Thought and Language

The relationship between thought and language has been a subject of much debate. The Sapir-Whorf hypothesis, also known as linguistic relativism, posits that thought is based on and depends on language. This hypothesis suggests that different grammars lead to different evaluations of similar things, resulting in varying points of view. Our language, according to this view, determines how we conceptualize and remember information.

A contrasting perspective is that thought is not limited by language. This view, put forth by thinkers like Müller, suggests that language is merely a means of expression and that ways of thinking predate formalized language. This perspective is more radical than the Sapir-Whorf hypothesis.

Another perspective, championed by Piaget, argues that language is based on and depends on thought. Thinking, according to Piaget, is a faculty that is improved and developed, but it exists prior to language. This view suggests that the argument structures present in different grammars would be common sense and would predate language.

Basic Features of Language

  • Conventional: Words are not spontaneous.
  • Symbolic: Language represents shared realities.
  • Subjective: Language is used by individuals.
  • Productive: Language has an unlimited range.
  • Learned: Language is culturally transmitted.
  • Reflective: Language allows for reflection and self-awareness.

Language Acquisition

Language acquisition is clearly influenced by biological adaptations and developments in areas of the cerebral cortex and larynx. Many theories attempt to explain the origin of language. Otto Jespersen, for example, proposed several theories, including the “wow-meow” theory (linguistic signs are imitated from nature), the “ay-ay” theory (sounds are instinctive expressions of pain or emotions), and others. These theories, however, struggle to explain the variety, conceptual depth, arbitrariness, and conventionality of existing expressions, especially the human capacity to build complex expressions with meaning. Syntax is also a key aspect of language acquisition.

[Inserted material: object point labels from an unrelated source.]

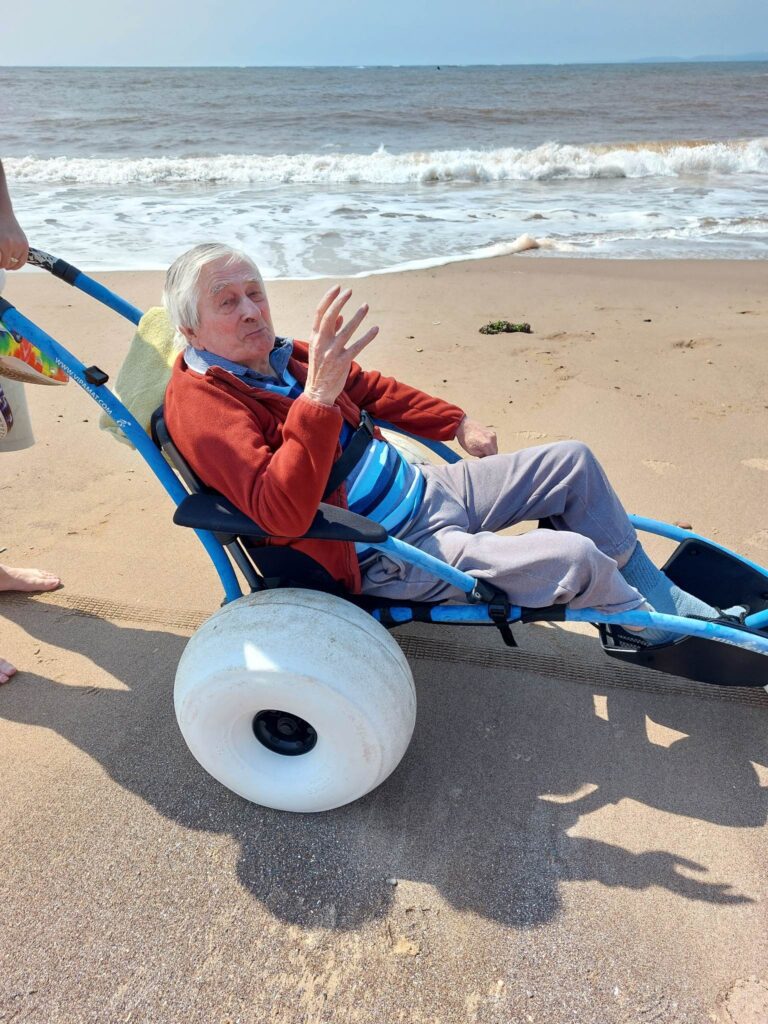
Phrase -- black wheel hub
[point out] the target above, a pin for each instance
(284, 733)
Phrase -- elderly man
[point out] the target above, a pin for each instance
(262, 419)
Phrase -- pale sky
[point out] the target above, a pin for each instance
(355, 32)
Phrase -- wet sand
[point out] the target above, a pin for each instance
(570, 840)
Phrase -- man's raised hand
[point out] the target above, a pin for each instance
(476, 439)
(331, 352)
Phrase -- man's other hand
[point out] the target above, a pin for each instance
(13, 247)
(476, 439)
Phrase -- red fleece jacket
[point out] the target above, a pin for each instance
(271, 456)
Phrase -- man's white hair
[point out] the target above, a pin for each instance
(181, 293)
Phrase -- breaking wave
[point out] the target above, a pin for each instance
(549, 162)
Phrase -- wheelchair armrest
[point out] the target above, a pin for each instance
(215, 513)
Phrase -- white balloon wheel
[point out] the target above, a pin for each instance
(295, 699)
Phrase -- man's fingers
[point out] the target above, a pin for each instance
(352, 325)
(333, 312)
(325, 302)
(367, 338)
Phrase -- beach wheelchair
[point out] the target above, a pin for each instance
(295, 695)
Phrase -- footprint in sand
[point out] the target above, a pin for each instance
(658, 467)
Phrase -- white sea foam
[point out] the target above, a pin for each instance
(548, 162)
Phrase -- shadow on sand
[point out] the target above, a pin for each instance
(467, 811)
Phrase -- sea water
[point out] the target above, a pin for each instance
(324, 171)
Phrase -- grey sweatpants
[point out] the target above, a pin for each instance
(465, 504)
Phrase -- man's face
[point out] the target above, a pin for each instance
(235, 318)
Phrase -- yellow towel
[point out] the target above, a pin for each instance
(145, 372)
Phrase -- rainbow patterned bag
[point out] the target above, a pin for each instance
(20, 360)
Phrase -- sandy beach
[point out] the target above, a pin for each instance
(570, 840)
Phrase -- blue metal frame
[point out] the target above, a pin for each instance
(469, 613)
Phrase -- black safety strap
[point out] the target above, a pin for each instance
(350, 456)
(499, 605)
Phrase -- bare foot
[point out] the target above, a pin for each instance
(6, 671)
(27, 580)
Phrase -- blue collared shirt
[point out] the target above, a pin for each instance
(201, 360)
(382, 485)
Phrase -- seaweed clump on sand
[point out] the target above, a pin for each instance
(505, 327)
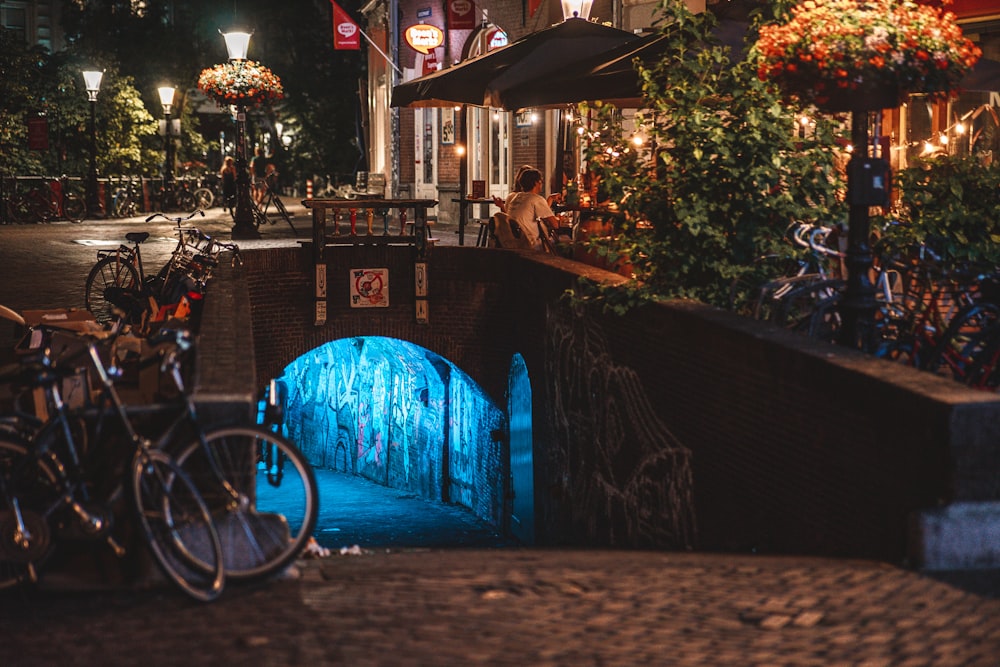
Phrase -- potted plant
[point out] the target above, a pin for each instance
(245, 82)
(854, 55)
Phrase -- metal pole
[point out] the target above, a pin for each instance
(243, 218)
(168, 152)
(93, 203)
(857, 311)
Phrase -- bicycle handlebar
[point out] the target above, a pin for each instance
(177, 220)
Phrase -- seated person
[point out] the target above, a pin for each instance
(531, 212)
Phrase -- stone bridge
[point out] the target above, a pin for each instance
(677, 426)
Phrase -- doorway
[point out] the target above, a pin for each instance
(522, 472)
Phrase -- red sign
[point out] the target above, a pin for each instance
(461, 15)
(38, 134)
(423, 37)
(346, 33)
(431, 62)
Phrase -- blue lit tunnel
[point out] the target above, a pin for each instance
(404, 417)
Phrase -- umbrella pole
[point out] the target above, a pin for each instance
(463, 175)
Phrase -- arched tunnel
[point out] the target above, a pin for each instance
(408, 450)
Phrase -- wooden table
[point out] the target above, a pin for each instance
(364, 213)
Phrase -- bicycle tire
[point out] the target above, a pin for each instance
(18, 562)
(123, 206)
(74, 208)
(20, 210)
(960, 341)
(983, 370)
(186, 201)
(110, 271)
(204, 198)
(265, 516)
(178, 525)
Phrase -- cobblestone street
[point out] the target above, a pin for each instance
(407, 599)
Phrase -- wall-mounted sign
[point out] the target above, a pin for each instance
(461, 15)
(495, 39)
(369, 288)
(38, 134)
(423, 37)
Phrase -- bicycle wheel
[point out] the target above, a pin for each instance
(110, 271)
(74, 208)
(263, 495)
(35, 486)
(177, 525)
(186, 201)
(20, 209)
(123, 206)
(203, 198)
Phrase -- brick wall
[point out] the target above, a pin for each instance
(677, 425)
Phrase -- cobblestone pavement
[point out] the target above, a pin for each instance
(460, 606)
(526, 607)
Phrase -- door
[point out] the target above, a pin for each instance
(489, 149)
(426, 151)
(522, 470)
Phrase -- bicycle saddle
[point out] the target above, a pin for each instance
(34, 371)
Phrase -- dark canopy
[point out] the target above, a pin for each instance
(539, 55)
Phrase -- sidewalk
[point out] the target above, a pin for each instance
(406, 600)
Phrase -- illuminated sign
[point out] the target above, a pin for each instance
(495, 39)
(423, 37)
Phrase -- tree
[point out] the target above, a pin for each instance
(721, 175)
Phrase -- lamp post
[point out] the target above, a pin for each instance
(92, 80)
(167, 100)
(576, 9)
(237, 44)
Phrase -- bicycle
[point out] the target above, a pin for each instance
(44, 201)
(50, 488)
(260, 210)
(125, 203)
(121, 271)
(174, 196)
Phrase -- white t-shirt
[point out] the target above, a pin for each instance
(526, 208)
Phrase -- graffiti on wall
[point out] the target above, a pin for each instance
(380, 407)
(626, 477)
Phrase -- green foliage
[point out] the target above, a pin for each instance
(721, 174)
(144, 45)
(953, 204)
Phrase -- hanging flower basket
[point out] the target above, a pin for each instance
(846, 55)
(240, 82)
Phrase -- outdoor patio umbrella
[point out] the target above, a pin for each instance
(609, 76)
(984, 76)
(538, 55)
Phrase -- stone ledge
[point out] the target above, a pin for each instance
(960, 536)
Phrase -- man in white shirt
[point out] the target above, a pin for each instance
(531, 211)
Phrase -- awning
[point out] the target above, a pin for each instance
(536, 56)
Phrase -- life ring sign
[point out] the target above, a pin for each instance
(369, 288)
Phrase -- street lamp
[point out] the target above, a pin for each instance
(92, 80)
(576, 8)
(167, 100)
(237, 43)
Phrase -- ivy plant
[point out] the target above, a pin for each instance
(722, 172)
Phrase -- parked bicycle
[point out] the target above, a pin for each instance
(270, 198)
(118, 287)
(54, 485)
(37, 199)
(126, 201)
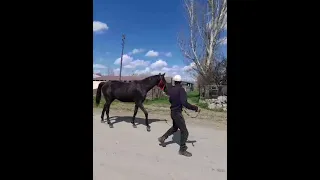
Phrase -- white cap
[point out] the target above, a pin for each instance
(177, 78)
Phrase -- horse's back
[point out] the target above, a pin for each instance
(123, 91)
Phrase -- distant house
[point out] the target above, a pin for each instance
(96, 76)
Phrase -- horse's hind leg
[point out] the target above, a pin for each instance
(102, 114)
(134, 116)
(146, 115)
(108, 103)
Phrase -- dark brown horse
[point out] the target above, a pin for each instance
(135, 91)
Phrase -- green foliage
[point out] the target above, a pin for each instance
(203, 105)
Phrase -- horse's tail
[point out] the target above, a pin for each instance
(98, 95)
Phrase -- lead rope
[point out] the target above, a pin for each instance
(190, 115)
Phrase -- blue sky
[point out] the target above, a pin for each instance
(151, 29)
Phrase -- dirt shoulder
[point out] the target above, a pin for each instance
(218, 120)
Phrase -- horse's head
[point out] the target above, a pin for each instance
(161, 81)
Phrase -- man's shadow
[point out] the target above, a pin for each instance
(128, 119)
(176, 139)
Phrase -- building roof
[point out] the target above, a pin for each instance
(123, 78)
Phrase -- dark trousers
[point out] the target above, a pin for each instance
(178, 123)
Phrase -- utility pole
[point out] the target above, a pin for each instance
(123, 38)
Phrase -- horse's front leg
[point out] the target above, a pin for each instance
(146, 115)
(134, 116)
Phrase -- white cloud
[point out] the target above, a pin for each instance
(116, 71)
(143, 72)
(99, 26)
(129, 63)
(159, 64)
(126, 59)
(189, 67)
(137, 63)
(170, 72)
(136, 51)
(99, 66)
(168, 54)
(152, 53)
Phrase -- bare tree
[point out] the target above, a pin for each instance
(207, 20)
(110, 71)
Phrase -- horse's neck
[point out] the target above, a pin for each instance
(149, 85)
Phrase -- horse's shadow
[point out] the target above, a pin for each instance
(128, 119)
(176, 139)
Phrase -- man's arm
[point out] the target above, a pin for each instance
(183, 99)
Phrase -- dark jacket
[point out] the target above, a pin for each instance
(178, 99)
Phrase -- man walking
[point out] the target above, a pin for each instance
(178, 99)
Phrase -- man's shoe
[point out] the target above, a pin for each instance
(161, 140)
(185, 153)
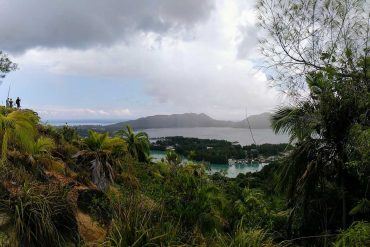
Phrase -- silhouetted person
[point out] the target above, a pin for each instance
(18, 102)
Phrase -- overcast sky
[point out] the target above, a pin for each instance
(124, 59)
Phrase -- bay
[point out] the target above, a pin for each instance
(231, 171)
(242, 136)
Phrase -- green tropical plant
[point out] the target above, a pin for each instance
(98, 151)
(39, 216)
(357, 235)
(138, 143)
(17, 128)
(173, 158)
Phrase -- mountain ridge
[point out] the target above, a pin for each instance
(190, 120)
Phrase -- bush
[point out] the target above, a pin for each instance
(40, 216)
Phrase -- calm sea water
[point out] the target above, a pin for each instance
(229, 171)
(243, 136)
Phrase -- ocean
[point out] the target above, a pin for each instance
(242, 136)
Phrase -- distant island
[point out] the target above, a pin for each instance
(186, 120)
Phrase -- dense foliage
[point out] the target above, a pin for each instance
(59, 189)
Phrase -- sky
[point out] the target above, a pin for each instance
(123, 59)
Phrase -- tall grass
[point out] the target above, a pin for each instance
(40, 216)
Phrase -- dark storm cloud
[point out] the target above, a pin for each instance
(82, 23)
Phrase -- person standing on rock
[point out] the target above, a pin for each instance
(18, 102)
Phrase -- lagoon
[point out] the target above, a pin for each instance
(229, 171)
(241, 135)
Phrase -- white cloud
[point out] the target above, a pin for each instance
(212, 71)
(55, 112)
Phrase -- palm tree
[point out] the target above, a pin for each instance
(99, 152)
(138, 144)
(17, 128)
(320, 128)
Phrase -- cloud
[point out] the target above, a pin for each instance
(209, 68)
(56, 112)
(85, 23)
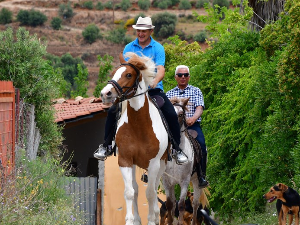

Chomsky argued for the existence of a universal grammar that permits language acquisition. This theory is supported by the sensitivity of children to grammar, their ability to use it without formal study, the appearance of language proficiency in deaf individuals, the similar stages of language acquisition worldwide, and the existence of cerebral specialization and an apparatus for speech.

The Mind-Body Problem

The mind-body problem, also known as the soul-brain problem, explores the relationship between the mind and the body. Dualists argue that the mind and body are distinct entities, while monists believe that they are one and the same. Emergentism proposes that everything can be explained from a material basis, but not everything is reducible to material processes.

Difficulties of the Problem

The mind-body problem has persisted since antiquity without a definitive solution. Constraints on finding a solution include the concepts of materiality and immateriality, beliefs about life affecting the economy, society, ethics, and policy, and philosophical and cultural traditions that conceive of the body and soul as opposites. Inadequate neurobiological knowledge and the nuances of language also contribute to the complexity of the problem.

Platonic Dualism

Plato’s conception of the human being has significantly influenced the mind-body problem. Plato believed that humans are a transient and accidental union of soul and body. The soul represents reason, while the body represents matter. Rationality, according to Plato, is disrupted by the body.

Plato characterized the soul as non-material, simple, incorruptible, immortal, true, and the source of identity, order, and reason. The body, in contrast, is material, composite, corruptible, mortal, a temporary dwelling, changing, and subject to influence. The soul, under the influence of the sensible world, is influenced by emerging desires of organic origin, leading it away from its true goal.

Plato identified three types of soul: reason (rational), spirit (irritable), and appetite (concupiscible). The latter two are drawn by attachment to the body, requiring purification. Plato’s Allegory of the Cave illustrates this concept, suggesting that once purified, the soul can achieve true knowledge and happiness.

Arguments for Platonic dualism include the argument from simplicity (the soul cannot be corrupted because it is simple), the argument from opposites (no state is permanent, but its opposite is), and the ethical argument (one cannot ignore the efforts of a life justly lived).

Contemporary Dualism

Contemporary dualists like Eccles defend the interactionist view of dualism, arguing for a natural way of being between mind and brain. Eccles suggests that the brain, on its own, cannot fully explain human experience, particularly the will and personal identity.

Materialistic Monism

Materialistic monism, as espoused by Democritus, posits that the soul is equivalent to the body and is therefore mortal and material.

Reductionist monism, the most well-known form of materialistic monism, argues that consciousness is a collection of cells and that mental processes can be explained at the cellular level. Intellectual and emotional functions are seen as chemical reactions and neuronal activity in the nervous system.

Emergentism, another form of materialistic monism, suggests that while everything can be explained from a material basis, not everything is reducible to material processes. Mental processes are seen as emergent properties of the central nervous system, similar to how a computer, as a biosystem, has emergent properties that are not predictable from its physical components alone. While physics and chemistry are necessary for studying the mind, they are insufficient, as there is no separate spiritual soul distinct from the brain. This perspective is compatible with evolutionary theory and avoids the problem of explaining how the mind and body would interact if they were separate entities.